Dans un article récent paru dans le Monde (cf. Le temps est venu pour l'Europe de s'émanciper des Etats-Unis, par Jean-Claude Casanova ), Jean-Claude Casanova, Constitutionnaliste français réputé et Européen engagé, affirme : " Le réalisme commanderait donc aux Européens de se comporter en politique comme ils savent le faire pour l'économie ou le commerce, c'est-à-dire de parler d'une seule voix, après s'être mis d'accord entre eux. C'est la recommandation essentielle du rapport, les problèmes institutionnels seraient secondaires. Il faut vaincre nos habitudes de déférence et en finir avec les relations bilatérales entre pays européens et Etats-Unis. Ne doit-on pas objecter que la détermination réfléchie des hommes compte, mais que les institutions comptent peut-être davantage parce qu'elles obligent et parfois élèvent les hommes ? Si l'Europe existe en matière de commerce et de monnaie, c'est parce qu'un traité a fait de l'Union une puissance commerciale capable de négocier avec les autres puissances du globe et parce qu'un autre traité a créé la zone euro et une institution fédérale, la Banque centrale européenne (BCE), qui gère une monnaie devenue en dix ans la seconde monnaie mondiale. Cela admis, le rapport a raison de considérer que la tisane transatlantique servie à profusion endort tout le monde et que les Européens doivent prouver leur existence par d'autres moyens que par des propos supra-célestes et des manoeuvres bilatérales souterraines. "
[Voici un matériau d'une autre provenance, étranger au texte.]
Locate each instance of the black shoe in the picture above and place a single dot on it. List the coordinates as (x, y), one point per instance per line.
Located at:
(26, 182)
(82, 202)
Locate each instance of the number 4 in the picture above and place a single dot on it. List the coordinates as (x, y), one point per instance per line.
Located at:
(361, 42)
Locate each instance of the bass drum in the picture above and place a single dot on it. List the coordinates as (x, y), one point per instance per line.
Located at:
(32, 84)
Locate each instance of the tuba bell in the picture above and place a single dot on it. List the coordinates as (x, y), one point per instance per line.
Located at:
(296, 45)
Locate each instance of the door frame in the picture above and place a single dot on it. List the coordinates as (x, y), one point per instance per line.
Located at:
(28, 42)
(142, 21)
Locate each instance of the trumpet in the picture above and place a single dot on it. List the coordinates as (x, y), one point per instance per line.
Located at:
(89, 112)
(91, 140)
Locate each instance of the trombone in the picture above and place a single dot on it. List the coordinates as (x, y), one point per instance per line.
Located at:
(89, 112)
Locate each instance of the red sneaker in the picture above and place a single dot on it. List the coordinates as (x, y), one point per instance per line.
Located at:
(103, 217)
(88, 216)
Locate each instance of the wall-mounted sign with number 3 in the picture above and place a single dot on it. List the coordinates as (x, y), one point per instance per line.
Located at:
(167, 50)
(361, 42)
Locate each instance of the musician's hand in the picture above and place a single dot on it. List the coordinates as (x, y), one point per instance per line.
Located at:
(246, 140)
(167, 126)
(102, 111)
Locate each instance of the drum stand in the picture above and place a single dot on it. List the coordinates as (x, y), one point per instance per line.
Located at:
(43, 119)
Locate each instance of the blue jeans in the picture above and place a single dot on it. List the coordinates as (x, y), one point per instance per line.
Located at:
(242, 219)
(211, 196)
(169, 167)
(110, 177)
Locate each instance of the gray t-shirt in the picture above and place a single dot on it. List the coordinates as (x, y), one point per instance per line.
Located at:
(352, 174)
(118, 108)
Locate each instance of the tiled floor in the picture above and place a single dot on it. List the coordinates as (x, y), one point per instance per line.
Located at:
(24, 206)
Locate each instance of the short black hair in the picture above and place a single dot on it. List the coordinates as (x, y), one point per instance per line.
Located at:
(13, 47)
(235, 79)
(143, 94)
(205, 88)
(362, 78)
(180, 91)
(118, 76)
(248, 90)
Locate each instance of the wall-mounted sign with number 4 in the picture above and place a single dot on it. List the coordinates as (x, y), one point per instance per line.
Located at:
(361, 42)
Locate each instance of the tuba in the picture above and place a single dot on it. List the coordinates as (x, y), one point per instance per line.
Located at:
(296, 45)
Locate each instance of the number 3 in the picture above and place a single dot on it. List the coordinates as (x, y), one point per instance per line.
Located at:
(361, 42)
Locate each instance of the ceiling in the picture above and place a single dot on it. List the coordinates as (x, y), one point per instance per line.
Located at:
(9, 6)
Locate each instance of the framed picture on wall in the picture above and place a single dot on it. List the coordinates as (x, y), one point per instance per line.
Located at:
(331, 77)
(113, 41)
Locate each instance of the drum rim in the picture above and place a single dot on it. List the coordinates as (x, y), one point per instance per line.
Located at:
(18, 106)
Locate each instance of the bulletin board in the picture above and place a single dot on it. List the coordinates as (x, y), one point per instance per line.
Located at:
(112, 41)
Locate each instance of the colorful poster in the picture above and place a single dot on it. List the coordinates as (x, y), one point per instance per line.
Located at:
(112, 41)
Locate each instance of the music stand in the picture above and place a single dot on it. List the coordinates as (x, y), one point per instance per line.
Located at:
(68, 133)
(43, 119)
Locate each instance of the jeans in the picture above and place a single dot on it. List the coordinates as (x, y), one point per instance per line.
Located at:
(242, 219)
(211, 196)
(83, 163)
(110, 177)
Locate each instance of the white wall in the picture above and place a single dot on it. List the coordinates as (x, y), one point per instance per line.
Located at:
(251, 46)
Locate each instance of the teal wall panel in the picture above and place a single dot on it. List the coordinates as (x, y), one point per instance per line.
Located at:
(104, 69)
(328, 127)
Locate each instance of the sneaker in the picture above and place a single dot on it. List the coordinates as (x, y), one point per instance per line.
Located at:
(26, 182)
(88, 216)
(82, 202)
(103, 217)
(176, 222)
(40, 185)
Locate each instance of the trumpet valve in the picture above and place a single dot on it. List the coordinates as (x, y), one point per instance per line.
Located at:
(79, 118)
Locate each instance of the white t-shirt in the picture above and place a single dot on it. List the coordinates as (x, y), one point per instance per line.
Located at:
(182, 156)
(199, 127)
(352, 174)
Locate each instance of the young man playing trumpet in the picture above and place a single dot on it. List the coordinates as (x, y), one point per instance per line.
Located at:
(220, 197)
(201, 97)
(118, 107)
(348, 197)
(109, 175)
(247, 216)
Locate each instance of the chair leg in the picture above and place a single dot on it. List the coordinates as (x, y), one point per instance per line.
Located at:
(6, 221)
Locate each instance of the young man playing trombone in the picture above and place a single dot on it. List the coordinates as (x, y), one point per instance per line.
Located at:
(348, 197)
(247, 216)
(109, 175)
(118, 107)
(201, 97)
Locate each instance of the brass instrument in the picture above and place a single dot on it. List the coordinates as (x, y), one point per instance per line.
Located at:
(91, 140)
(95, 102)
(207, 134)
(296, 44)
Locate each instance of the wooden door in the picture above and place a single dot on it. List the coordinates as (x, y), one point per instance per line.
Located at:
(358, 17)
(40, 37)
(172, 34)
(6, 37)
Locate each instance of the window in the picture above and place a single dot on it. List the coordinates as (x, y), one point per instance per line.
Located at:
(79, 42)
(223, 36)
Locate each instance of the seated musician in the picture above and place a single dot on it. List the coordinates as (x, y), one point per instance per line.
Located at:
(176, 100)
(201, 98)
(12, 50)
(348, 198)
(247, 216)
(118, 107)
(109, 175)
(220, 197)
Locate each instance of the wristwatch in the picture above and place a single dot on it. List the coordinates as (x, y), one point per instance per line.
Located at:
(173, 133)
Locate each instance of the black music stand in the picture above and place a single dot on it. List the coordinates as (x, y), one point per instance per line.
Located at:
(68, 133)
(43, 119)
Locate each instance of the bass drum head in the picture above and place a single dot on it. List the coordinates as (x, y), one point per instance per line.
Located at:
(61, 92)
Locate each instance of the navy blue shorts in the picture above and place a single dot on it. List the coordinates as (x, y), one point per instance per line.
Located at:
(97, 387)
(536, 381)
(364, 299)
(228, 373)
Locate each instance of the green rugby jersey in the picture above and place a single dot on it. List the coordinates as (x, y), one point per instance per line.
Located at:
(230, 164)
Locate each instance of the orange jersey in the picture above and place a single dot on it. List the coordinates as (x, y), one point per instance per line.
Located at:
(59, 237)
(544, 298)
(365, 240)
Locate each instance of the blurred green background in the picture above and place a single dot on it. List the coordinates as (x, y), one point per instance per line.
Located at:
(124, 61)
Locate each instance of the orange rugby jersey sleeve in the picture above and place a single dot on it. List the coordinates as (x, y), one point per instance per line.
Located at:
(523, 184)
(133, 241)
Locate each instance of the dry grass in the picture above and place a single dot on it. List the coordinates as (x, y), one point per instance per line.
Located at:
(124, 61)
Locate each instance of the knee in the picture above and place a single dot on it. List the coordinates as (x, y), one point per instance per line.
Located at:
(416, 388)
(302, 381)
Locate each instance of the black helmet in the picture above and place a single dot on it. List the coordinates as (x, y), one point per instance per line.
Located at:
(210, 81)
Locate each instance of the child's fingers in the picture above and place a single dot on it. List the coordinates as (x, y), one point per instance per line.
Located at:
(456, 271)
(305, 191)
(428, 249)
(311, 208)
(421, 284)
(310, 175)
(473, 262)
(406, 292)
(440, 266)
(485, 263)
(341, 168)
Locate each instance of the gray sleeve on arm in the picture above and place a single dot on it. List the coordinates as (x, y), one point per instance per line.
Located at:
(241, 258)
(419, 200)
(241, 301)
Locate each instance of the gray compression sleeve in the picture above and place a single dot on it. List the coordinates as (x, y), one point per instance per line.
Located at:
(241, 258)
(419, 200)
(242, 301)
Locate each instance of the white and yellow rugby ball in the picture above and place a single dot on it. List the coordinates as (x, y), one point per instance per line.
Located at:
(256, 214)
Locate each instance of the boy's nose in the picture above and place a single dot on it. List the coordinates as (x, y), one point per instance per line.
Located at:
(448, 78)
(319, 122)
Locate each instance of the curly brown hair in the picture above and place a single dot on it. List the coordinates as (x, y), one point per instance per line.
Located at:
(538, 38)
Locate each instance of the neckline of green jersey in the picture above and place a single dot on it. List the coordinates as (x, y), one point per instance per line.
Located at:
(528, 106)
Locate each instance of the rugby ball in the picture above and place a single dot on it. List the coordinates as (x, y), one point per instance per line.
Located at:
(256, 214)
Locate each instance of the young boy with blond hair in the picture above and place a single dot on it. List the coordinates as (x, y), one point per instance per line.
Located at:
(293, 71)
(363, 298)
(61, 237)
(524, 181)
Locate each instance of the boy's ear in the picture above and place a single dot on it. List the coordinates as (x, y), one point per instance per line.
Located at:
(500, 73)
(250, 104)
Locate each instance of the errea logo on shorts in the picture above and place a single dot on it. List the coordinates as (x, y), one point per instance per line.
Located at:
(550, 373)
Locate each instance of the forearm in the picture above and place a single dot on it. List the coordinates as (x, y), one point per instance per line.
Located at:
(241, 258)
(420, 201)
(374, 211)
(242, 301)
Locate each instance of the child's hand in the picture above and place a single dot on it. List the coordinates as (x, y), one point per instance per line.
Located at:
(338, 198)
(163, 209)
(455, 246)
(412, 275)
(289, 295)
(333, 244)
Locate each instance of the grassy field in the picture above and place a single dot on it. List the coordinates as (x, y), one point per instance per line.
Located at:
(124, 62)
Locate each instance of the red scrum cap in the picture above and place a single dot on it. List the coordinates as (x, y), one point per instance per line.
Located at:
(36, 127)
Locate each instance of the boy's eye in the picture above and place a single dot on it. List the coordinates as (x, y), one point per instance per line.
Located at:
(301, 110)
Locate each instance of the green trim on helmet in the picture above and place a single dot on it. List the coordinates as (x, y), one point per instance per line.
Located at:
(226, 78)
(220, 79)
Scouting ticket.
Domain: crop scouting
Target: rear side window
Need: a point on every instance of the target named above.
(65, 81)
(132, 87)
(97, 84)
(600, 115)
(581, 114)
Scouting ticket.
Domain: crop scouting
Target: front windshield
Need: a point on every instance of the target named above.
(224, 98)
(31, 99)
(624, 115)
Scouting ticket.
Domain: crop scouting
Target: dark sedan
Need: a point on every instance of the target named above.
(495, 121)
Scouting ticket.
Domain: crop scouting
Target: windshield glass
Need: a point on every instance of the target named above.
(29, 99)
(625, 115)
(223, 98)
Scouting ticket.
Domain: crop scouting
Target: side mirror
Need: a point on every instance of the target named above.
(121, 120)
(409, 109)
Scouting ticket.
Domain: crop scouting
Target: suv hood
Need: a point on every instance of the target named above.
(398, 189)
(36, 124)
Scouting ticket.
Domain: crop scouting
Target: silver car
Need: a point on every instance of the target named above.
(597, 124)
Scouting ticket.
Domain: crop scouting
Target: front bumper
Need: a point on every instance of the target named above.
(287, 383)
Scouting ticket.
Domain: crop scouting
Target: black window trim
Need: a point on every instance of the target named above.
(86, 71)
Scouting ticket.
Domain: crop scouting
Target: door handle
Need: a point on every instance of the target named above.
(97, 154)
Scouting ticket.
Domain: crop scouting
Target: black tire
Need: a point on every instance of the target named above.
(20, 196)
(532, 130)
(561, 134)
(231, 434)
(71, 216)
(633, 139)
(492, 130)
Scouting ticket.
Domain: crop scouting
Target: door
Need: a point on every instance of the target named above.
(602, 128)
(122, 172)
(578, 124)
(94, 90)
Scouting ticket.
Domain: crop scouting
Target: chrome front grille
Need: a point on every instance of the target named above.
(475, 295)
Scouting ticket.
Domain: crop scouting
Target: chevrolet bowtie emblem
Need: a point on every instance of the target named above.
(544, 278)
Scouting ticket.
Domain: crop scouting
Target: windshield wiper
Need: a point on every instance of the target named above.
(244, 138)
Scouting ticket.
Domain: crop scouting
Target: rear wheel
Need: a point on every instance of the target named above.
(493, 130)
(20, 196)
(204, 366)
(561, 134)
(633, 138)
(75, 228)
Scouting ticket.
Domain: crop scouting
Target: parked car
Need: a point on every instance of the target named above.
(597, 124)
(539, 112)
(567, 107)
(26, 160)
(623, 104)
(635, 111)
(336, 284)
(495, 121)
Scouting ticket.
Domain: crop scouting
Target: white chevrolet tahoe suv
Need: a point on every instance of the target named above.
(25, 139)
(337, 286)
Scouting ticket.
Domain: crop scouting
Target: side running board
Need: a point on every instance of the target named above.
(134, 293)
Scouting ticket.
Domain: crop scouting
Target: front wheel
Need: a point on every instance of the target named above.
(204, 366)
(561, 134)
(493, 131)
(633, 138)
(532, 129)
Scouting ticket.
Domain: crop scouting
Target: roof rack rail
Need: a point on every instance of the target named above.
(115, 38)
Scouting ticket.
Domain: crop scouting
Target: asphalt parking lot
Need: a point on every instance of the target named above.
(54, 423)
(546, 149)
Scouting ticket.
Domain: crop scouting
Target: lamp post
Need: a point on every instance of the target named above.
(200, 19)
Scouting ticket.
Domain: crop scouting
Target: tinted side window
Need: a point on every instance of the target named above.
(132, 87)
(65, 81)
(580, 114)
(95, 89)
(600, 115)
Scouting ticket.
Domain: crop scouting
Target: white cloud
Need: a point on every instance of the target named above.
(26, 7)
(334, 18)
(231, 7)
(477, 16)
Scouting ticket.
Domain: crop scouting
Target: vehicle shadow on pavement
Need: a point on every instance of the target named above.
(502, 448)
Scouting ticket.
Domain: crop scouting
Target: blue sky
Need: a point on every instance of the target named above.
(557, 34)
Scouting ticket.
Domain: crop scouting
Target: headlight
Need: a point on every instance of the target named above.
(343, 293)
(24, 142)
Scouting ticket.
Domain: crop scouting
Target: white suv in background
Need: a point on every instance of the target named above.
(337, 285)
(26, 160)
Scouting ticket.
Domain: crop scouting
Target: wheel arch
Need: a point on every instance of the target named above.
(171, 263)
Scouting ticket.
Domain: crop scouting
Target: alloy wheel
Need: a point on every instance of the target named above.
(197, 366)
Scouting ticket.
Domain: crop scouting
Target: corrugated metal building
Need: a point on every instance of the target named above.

Si je souscris pleinement à cette vision lucide proposée par Jean-Claude Casanova, je considère pour autant qu'elle ne circonscrit totalement ni le questionnement ni les réponses à y apporter !
Enfin, le remarquable article de Zaki Laïdi intitulé "Le messianisme européen en échec" (cf. Le messianisme européen en échec, par Zaki Laïdi (nouvelle édition)) mérite
qu'on en médite le message !
Dans un tel paysage géopolitique, institutionnel et juridique, comment les citoyens européens et leurs
représentants démocratiquement élus, comme les agents des administrations nationales ou européennes, peuvent-ils tirer parti des transferts et partages de compétences consentis par les
Etats membres à l'Union si les principes constitutionnels et les équilibres interinstitutionnels qui prévalent dans les Etats - et l'organisation institutionnelle qui en résulte - n'offrent
pas les ressorts et les déterminants d'une capacité publique globale à faire face à la nouvelle réalité paradigmatique du monde !
... / ... (cf. La
démocratie européenne ne résistera aux chocs de la globalisation qu'au prix de profondes réformes au sein même des Etats européens ! (2) )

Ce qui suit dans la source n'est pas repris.